Romans built two walls across Britain to keep out Scots. The Biblical story of the Exodus describes how Jews left Egypt, wandering for years and being welcomed as a new labor source in some areas, while those in Jericho, for example, tried to wall them out.
China in the early 15th Century was one of the most technologically advanced cultures in the world, sending a Great Treasure Fleet literally around the world and landing in America in 1421, some 70 years before Columbus. However, the Ming Dynasty decided to isolate the country and closed off all contact with others. Result: A gradual decline that lasted for hundreds of years, until the Communist rulers in the 20th Century adopted and adapted some aspects of Western capitalism and reopened its borders to trade.
Currently, many people are fleeing the Middle East for safety and opportunity in Europe, but are met with razor wire fences in Hungary and Austria. Others get as far as the French coast, but are stopped as they try to get through the tunnel to England. England doesn't want them, and France can't or won't send them back.
In America today, there are demands that a wall be built on the southern border to keep out Latinos. There has even been a proposal to erect a wall along the U.S. northern border, to bar undesirables coming in from Canada.
It's little different from 19th Century prejudices against immigrants from Ireland. Or blocking Jewish refugees from the Nazi Holocaust. Or the government roundup of Japanese families on the West Coast in the early 1940s, putting them in internment camps even though many of the families had been here for generations. Or corporate hiring prejudices against opportunity seekers from Italy.
Migration is part of the human experience. So also is resistance by the established population.

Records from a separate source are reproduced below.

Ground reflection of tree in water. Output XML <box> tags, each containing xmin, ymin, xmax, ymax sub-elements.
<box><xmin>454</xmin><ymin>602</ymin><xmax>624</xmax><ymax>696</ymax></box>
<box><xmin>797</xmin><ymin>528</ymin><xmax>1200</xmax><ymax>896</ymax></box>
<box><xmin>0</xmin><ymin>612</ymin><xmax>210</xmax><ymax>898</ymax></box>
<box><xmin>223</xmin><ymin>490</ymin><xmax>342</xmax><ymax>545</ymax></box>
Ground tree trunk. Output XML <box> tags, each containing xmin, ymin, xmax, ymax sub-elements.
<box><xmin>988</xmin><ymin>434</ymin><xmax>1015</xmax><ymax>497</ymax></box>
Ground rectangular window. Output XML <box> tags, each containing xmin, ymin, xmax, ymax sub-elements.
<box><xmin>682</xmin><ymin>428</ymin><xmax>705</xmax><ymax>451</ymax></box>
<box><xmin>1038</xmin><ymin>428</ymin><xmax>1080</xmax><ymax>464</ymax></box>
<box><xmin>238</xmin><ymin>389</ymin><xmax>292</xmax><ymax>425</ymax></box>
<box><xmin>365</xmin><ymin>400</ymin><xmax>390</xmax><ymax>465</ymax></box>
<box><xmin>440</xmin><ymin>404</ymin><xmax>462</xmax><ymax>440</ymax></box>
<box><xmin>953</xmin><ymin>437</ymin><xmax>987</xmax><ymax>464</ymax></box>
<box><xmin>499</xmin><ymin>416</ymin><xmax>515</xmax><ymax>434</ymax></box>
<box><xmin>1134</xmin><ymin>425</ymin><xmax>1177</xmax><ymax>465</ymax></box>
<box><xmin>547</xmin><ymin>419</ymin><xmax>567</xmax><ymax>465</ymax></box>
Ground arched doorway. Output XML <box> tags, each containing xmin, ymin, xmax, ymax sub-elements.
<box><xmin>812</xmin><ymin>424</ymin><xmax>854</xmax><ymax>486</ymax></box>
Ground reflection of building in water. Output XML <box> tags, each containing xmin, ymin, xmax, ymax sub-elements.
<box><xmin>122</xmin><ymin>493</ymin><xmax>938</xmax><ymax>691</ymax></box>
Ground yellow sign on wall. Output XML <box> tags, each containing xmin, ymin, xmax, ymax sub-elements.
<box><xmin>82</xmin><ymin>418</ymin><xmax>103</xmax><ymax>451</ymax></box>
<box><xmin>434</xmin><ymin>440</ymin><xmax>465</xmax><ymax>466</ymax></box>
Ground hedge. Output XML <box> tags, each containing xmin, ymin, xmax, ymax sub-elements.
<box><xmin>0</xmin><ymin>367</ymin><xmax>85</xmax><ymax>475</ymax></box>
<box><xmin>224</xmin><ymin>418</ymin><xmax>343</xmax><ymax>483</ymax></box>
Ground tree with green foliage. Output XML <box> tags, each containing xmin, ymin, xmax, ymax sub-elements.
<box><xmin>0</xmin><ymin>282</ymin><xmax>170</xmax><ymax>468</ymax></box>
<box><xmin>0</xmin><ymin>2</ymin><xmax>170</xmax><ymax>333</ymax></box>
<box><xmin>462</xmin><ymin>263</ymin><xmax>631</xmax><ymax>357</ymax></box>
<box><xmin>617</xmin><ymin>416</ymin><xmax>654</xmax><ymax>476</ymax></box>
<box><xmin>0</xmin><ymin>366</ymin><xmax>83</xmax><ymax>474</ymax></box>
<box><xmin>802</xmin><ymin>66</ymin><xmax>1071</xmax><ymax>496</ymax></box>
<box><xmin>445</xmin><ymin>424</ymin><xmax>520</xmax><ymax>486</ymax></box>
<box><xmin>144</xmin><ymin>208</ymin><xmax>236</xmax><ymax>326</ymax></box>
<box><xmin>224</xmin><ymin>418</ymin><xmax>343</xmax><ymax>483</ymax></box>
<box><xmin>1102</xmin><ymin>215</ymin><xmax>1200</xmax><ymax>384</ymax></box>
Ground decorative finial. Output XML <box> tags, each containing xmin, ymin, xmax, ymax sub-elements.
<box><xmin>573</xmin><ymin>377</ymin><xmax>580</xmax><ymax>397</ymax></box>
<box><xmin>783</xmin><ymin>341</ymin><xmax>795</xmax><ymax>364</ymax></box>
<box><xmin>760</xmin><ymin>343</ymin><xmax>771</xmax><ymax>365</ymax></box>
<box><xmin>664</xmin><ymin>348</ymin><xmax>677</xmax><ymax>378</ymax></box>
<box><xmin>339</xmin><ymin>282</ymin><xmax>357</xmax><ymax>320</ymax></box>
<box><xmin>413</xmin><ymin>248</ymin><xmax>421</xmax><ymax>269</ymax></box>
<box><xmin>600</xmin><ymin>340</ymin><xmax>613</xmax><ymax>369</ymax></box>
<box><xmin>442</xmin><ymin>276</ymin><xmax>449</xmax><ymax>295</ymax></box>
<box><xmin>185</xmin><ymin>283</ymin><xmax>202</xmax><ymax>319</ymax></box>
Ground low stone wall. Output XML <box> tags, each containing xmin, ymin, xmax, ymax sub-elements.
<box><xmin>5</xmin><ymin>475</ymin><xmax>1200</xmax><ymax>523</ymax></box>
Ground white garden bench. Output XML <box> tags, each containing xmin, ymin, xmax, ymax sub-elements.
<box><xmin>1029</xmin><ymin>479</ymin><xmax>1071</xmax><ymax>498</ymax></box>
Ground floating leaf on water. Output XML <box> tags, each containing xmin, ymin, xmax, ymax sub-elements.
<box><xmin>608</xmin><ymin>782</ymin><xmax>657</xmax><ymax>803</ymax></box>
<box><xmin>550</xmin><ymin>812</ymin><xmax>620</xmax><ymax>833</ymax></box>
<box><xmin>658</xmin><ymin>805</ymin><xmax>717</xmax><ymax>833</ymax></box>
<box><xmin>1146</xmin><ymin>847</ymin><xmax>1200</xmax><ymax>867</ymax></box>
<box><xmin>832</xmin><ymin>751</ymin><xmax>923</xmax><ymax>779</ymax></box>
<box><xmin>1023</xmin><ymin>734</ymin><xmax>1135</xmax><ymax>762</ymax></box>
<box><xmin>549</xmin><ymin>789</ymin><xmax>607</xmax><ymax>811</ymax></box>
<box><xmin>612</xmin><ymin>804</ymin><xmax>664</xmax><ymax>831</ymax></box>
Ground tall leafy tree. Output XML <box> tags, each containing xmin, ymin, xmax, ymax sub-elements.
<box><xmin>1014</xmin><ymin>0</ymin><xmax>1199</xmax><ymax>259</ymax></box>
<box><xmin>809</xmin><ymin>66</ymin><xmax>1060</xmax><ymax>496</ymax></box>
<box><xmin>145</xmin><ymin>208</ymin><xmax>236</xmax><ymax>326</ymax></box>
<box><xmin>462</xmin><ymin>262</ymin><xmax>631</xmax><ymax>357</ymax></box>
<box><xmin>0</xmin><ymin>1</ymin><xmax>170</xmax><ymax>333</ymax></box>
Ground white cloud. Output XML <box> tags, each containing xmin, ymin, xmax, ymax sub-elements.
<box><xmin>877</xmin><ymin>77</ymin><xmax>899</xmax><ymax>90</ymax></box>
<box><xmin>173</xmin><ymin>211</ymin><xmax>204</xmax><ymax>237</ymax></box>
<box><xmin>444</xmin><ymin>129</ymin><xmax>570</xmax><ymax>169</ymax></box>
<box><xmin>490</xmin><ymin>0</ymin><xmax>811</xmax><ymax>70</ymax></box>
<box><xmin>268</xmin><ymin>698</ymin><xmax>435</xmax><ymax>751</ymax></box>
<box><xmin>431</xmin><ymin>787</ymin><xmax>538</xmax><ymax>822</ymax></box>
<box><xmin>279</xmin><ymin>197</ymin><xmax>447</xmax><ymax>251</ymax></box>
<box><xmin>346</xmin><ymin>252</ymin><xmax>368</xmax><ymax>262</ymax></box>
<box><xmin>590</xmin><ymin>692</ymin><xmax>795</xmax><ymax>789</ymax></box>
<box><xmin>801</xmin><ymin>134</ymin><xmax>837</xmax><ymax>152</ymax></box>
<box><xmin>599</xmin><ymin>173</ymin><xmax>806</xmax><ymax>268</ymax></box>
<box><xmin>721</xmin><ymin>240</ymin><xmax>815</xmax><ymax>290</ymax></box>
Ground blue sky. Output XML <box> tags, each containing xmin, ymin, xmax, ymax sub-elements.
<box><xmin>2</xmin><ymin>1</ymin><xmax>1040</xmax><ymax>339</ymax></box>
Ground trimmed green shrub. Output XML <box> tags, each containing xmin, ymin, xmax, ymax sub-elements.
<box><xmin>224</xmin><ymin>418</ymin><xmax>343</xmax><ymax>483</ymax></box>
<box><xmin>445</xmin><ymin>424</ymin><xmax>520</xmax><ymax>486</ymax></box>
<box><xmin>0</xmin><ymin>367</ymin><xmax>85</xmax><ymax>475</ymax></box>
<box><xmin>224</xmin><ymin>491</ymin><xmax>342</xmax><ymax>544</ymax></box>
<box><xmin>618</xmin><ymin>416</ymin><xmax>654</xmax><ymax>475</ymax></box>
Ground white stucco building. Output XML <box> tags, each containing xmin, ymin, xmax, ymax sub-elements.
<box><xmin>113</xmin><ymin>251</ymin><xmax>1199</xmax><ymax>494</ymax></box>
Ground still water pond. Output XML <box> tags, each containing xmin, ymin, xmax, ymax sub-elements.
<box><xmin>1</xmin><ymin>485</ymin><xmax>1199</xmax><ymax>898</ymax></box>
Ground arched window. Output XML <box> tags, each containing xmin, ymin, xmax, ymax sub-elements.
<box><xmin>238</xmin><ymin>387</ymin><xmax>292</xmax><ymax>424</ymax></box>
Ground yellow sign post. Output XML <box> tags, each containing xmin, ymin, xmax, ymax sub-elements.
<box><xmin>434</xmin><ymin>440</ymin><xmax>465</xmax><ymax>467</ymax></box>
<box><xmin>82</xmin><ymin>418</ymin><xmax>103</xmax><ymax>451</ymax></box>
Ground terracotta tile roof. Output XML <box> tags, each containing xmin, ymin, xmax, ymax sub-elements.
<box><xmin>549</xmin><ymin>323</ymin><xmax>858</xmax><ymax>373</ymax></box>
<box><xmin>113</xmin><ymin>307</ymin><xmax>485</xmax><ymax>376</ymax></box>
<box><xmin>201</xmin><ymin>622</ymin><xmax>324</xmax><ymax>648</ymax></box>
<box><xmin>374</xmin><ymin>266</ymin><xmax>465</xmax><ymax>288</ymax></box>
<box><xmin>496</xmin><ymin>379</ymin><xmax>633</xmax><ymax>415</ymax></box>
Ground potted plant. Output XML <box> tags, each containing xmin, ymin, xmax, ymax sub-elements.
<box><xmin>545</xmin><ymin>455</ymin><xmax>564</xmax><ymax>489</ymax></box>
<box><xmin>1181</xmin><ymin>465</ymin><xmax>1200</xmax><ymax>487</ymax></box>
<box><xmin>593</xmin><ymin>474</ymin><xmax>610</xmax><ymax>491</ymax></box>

"America for the Americans," is the chant. But we are all immigrants, or we are descended from immigrants, whether one or many generations ago. Unless you are Mohawk, Arapaho, Cherokee, Iroquois or a member of any of the many other tribes, and even they are descendants of those who crossed the Bering Strait to Alaska many centuries ago.
Fences don't work. People will go around them, under them, over them or through them. Somehow, those seeking refuge and opportunity will find a way.
Closing the doors to newcomers and isolating the country, as was attempted in the past in America and in other countries and is now being considered again, can only lead to economic and political decline. And worse, to a fall.